LiDAR-based Online 3D Video Object Detection with Graph-based Message Passing and Spatiotemporal Transformer Attention

Junbo Yin,Jianbing Shen,Chenye Guan,Dingfu Zhou,Ruigang Yang
DOI: https://doi.org/10.48550/arXiv.2004.01389
2020-04-03
Abstract:Existing LiDAR-based 3D object detectors usually focus on the single-frame detection, while ignoring the spatiotemporal information in consecutive point cloud frames. In this paper, we propose an end-to-end online 3D video object detector that operates on point cloud sequences. The proposed model comprises a spatial feature encoding component and a spatiotemporal feature aggregation component. In the former component, a novel Pillar Message Passing Network (PMPNet) is proposed to encode each discrete point cloud frame. It adaptively collects information for a pillar node from its neighbors by iterative message passing, which effectively enlarges the receptive field of the pillar feature. In the latter component, we propose an Attentive Spatiotemporal Transformer GRU (AST-GRU) to aggregate the spatiotemporal information, which enhances the conventional ConvGRU with an attentive memory gating mechanism. AST-GRU contains a Spatial Transformer Attention (STA) module and a Temporal Transformer Attention (TTA) module, which can emphasize the foreground objects and align the dynamic objects, respectively. Experimental results demonstrate that the proposed 3D video object detector achieves state-of-the-art performance on the large-scale nuScenes benchmark.
Computer Vision and Pattern Recognition
What problem does this paper attempt to address?

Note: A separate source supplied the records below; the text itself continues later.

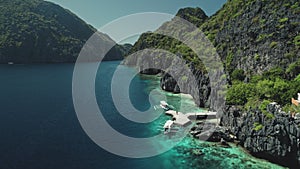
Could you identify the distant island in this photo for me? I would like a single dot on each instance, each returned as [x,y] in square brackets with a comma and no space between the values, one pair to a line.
[36,31]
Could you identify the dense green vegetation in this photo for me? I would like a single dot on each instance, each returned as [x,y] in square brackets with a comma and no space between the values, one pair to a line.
[275,85]
[258,42]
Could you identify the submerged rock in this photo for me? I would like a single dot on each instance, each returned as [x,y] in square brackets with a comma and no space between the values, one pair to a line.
[277,139]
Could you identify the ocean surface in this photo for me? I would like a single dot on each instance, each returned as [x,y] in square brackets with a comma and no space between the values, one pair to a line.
[40,130]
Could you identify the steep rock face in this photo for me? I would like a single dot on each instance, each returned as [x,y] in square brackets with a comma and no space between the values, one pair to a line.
[36,31]
[274,138]
[253,36]
[256,35]
[158,41]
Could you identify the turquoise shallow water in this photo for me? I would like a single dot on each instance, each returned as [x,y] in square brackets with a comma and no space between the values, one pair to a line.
[39,127]
[184,155]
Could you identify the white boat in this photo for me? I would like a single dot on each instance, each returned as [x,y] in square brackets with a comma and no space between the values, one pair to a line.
[165,105]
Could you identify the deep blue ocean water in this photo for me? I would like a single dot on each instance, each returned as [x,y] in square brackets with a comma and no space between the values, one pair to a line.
[40,130]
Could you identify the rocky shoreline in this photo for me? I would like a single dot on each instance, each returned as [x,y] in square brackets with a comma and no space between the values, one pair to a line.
[275,138]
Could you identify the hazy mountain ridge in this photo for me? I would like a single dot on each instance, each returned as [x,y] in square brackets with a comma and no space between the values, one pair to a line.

This paper attempts to solve several key problems in LiDAR - based 3D video object detection, mainly including: 1. **Limitations of single - frame detection**: Most of the existing LiDAR - based 3D object detection methods mainly focus on single - frame detection and ignore the spatio - temporal information in continuous point cloud frames. This leads to poor performance when dealing with problems such as occlusion, long - distance and non - uniform sampling. 2. **Utilization of spatio - temporal information**: Continuous point cloud frames contain rich spatio - temporal information, which can be used to improve detection performance. Therefore, how to effectively model the spatial and temporal feature representations of continuous point cloud frames has become a key problem in constructing 3D video object detectors. 3. **Limitations of local features**: Traditional single - frame 3D object detection methods usually only focus on locally aggregated features, resulting in a small receptive field and being unable to effectively capture geometric relationships in a larger range. 4. **Background noise and dynamic object alignment**: In the bird's - eye view, the area occupied by foreground objects (such as cars and pedestrians) is small, and background noise will accumulate, affecting the calculation of new memories. In addition, the alignment of dynamic objects between different frames is also a challenge. To solve these problems, the author proposes an end - to - end online 3D video object detection framework, which mainly includes two components: - **Spatial feature encoding component**: A new graph message passing network (Pillar Message Passing Network, PMPNet) is introduced. Through iterative message passing, the receptive field of each pillar node is enlarged, so as to better capture the rich geometric relationships between different spatial regions. - **Spatio - temporal feature aggregation component**: An Attentive Spatiotemporal Transformer GRU (AST - GRU) with an attention mechanism is proposed. Through the Spatial Transformer Attention (STA) module and the Temporal Transformer Attention (TTA) module, the foreground objects are emphasized and the dynamic objects are aligned respectively, so as to more effectively utilize the spatio - temporal information in continuous point cloud frames. Experimental results show that this method has achieved state - of - the - art performance in the large - scale nuScenes benchmark test.